Je suis vraiment tendue parce que mes parents font comme si je n’aurai rien, mais je sais bien, moi, que les parents sont obligés d’exaucer le vœu de leur enfant pour Noël. Ils font juste semblant avec leur air sérieux et des phrases comme : « Marte, tu as encore le temps de demander autre chose. »

Mais ensuite, pendant le soir du Réveillon, quand papa a sonné la cloche des cadeaux alors que maman faisait semblant de croire qu’il était allé chercher du bois dans la réserve, je me suis précipitée (d’ailleurs, c’est intéressant : papa n’y était plus et la fenêtre par laquelle il aurait pu sauter était fermée, mais j’examinerai ça l’an prochain) et j’ai vu que, sous le sapin, il n’y avait pas de chien, ni même de boîte dans laquelle il pourrait y avoir un chien.
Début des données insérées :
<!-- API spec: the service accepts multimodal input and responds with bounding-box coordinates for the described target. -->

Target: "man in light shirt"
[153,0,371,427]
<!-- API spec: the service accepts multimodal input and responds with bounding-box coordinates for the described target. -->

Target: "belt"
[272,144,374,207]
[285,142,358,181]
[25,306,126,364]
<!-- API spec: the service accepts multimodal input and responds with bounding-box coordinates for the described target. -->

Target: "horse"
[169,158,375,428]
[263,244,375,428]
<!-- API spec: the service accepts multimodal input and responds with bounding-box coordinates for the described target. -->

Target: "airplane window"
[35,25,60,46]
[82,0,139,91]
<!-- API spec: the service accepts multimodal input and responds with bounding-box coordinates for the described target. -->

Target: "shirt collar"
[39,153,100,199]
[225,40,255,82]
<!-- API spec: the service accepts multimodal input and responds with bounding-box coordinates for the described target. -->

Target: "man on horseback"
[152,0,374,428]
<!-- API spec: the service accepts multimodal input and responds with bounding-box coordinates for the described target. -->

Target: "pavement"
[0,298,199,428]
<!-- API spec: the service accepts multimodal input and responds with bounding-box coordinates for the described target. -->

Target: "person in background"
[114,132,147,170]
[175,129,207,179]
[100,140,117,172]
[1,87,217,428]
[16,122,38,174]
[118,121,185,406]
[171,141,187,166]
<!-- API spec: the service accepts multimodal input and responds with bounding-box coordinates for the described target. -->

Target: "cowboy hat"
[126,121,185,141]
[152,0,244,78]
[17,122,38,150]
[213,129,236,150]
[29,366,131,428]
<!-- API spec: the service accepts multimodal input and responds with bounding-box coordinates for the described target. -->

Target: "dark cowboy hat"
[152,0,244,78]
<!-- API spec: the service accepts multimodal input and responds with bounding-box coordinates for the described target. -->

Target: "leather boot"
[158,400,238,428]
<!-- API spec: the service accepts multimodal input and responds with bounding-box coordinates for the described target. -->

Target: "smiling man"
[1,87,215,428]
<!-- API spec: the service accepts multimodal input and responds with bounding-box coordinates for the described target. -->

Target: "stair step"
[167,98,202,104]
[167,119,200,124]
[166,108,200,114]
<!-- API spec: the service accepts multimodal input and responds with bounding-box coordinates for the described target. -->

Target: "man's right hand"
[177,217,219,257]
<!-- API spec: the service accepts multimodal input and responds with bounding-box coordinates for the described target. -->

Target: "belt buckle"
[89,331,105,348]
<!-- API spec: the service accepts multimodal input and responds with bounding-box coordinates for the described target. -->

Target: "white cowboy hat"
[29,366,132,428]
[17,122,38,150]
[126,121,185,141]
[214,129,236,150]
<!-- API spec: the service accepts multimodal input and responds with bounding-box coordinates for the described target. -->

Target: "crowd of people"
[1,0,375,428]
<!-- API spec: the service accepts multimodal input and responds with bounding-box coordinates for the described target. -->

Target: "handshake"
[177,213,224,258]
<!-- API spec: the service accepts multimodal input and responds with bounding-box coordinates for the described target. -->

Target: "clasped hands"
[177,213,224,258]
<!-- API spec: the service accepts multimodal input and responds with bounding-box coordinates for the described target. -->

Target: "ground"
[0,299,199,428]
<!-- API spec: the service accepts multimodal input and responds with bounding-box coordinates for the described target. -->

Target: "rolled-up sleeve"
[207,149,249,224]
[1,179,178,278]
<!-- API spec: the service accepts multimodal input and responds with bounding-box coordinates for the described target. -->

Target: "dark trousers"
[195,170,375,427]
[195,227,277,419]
J’ai failli me mettre à pleurer, mais je me suis dit que peut-être ils avaient mis le chien dans une autre pièce et qu’ils allaient le lâcher après, alors je me suis calmée. Maman, Julie et Nina distribuaient les cadeaux. Les jumelles voulaient déballer tous les cadeaux, elles n’arrêtaient pas de se chamailler et de pleurer à tour de rôle, à chaque fois que c’était l’autre qui en ouvrait un. Elles ont déballé elles-mêmes mes cadeaux : des chaussures d’hiver, un bonnet et une écharpe et puis trois livres. Quand Julie a déballé un téléphone pour moi, j’ai compris que je n’aurai pas de chien. Alors, quand elle me l’a tendu, j’ai croisé les bras pour dire que je ne le prendrai pas, je me suis mise à pleurer et je suis sortie en courant. Dans le couloir, j’ai enfilé mes bottes de neige. Tout le monde m’a suivi dans le couloir et mes parents ont dit quelque chose, mais je ne les ai pas écoutés du tout, je suis sortie sans anorak puis j’ai franchi la barrière. J’ai couru sur la route jusqu’à ce que papa me rattrape, j’ai lutté, mais il m’a soulevée, son anorak sentait bon la sciure et il m’a portée jusque dans la maison, même si je suis déjà grande.

Après ils m’ont expliqué, encore et encore… mais moi je sais déjà tout ça, qu’un chien c’est des responsabilités, des soucis, que ça coûte de l’argent et qu’on en a déjà un. N’empêche, le téléphone, je n’en veux pas. Je suis allée au lit terriblement triste en me disant que je ne leur parlerai plus jamais. J’ai tenu seulement deux jours, c’est déjà très difficile, surtout quand c’est Noël, qu’on est beaucoup ensemble à la maison et qu’on va rendre visite à papy et mamie. Quand je suis revenue de faire du Bobsleigh, papy fumait dehors, devant la maison. Je n’avais toujours pas parlé et papy a dit : « Je te comprends, fillette, c’est super d’avoir un chien à soi, mais on ne doit pas offrir des êtres vivants en cadeau aux enfants. Enfin… parfois ça se fait, mais ça ne devrait pas. »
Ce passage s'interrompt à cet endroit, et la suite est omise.